You must have medical insurance that will cover you while you study abroad. All eligible full-time students are required to enrol in Green Shield's extended medical coverage plan, and this plan includes travel coverage. If you have opted out of this plan or are not eligible for this plan, it is your responsibility to purchase adequate medical travel insurance and provide a copy of your policy to OGE. Your travel agent or local insurance agencies can provide you with adequate coverage. Take the time to review your policy and the processes you are required to follow should you need medical services while you are outside Canada. Remember to carry the wallet size ID card for verification of your insurance. You should be provided one of these when you purchase your insurance.
For those travelling in a group you are required to purchase cancellation insurance on your flights. Those of you travelling independently may wish to consider trip cancellation insurance. You may also wish to consider liability insurance on accompanying household and personal effects. Rates may vary depending on your length of time away. Find out if your personal items are covered by your (or your parents') homeowner’s policy while you are away. Worst case scenarios can and do happen more often than you might think.

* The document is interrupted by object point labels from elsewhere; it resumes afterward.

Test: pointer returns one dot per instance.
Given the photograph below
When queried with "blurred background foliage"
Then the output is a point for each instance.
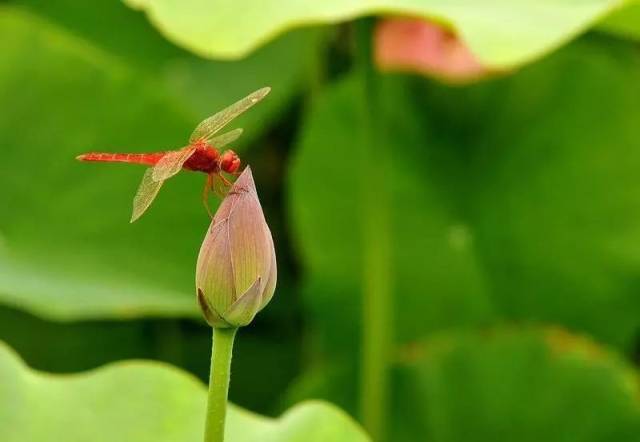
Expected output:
(512, 206)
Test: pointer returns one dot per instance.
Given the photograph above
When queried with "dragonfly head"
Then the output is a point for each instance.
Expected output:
(229, 161)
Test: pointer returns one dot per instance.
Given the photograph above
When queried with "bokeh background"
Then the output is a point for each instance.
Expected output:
(460, 211)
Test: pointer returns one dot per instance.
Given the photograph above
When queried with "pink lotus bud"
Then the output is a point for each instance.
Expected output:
(415, 45)
(236, 272)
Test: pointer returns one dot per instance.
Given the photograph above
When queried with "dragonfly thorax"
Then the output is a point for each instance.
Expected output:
(204, 159)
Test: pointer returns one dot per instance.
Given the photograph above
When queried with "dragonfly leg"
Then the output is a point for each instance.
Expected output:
(208, 185)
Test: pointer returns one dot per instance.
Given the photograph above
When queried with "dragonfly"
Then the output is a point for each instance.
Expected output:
(202, 154)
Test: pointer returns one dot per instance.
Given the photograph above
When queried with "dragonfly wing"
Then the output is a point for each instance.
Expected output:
(171, 163)
(214, 123)
(228, 137)
(147, 192)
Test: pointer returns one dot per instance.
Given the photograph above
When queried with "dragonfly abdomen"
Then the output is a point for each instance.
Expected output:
(149, 159)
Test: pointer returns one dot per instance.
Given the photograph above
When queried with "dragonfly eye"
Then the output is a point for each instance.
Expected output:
(229, 161)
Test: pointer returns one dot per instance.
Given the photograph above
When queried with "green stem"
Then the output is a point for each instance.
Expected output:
(377, 330)
(219, 383)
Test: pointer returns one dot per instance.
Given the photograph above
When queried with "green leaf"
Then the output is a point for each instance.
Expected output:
(501, 33)
(200, 86)
(624, 22)
(437, 280)
(515, 199)
(142, 401)
(517, 385)
(66, 248)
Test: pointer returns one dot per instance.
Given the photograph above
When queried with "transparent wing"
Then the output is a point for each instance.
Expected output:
(214, 123)
(171, 163)
(146, 194)
(226, 138)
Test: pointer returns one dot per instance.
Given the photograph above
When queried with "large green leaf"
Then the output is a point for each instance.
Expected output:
(515, 385)
(515, 199)
(141, 401)
(66, 249)
(200, 86)
(624, 22)
(501, 33)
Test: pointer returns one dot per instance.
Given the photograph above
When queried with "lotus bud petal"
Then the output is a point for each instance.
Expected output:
(236, 272)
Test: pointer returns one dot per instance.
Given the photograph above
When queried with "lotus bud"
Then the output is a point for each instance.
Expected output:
(236, 272)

These certificates are for personal valuables accompanying you abroad. You may want to consider these and should be aware they must be completed and returned to Canada Customs before you leave, as proof of prior ownership when you return. You can register your camera, computer, jewellery and other valuables before you leave so that you will not be required to pay duty on these when you return to Canada. This is to protect you against being accused of buying your pre-trip belongings while in another country.
It is a good idea to make a few copies of valuable documents and to leave them in the safekeeping of friends or family. Documents that should be copied include your birth certificate, your passport, and credit card numbers. It is also a good idea to carry several extra passport-sized photos with you, for visas or for other identification purposes while you are away. Having a copy of these documents on portable external drive you carry with you is also wise.
Visas are special permissions to visit a country and are issued by the host country. Not all countries require a visa for Canadian citizens. Those that do have differing regulations for acquiring the visa (e.g. purchase upon arrival, attend a meeting at the local embassy, send your passport and application to the country embassy in Canada). In some countries, if you are planning to stay for more than a specified period in a country, you will be required to acquire the appropriate visa. Check Travel and Tourism Canada's Visa page to explore the visa requirements for each country you plan to visit.
There is a worksheet called Medical Matters . It’s worth a quick review to ensure you have considered all relevant issues.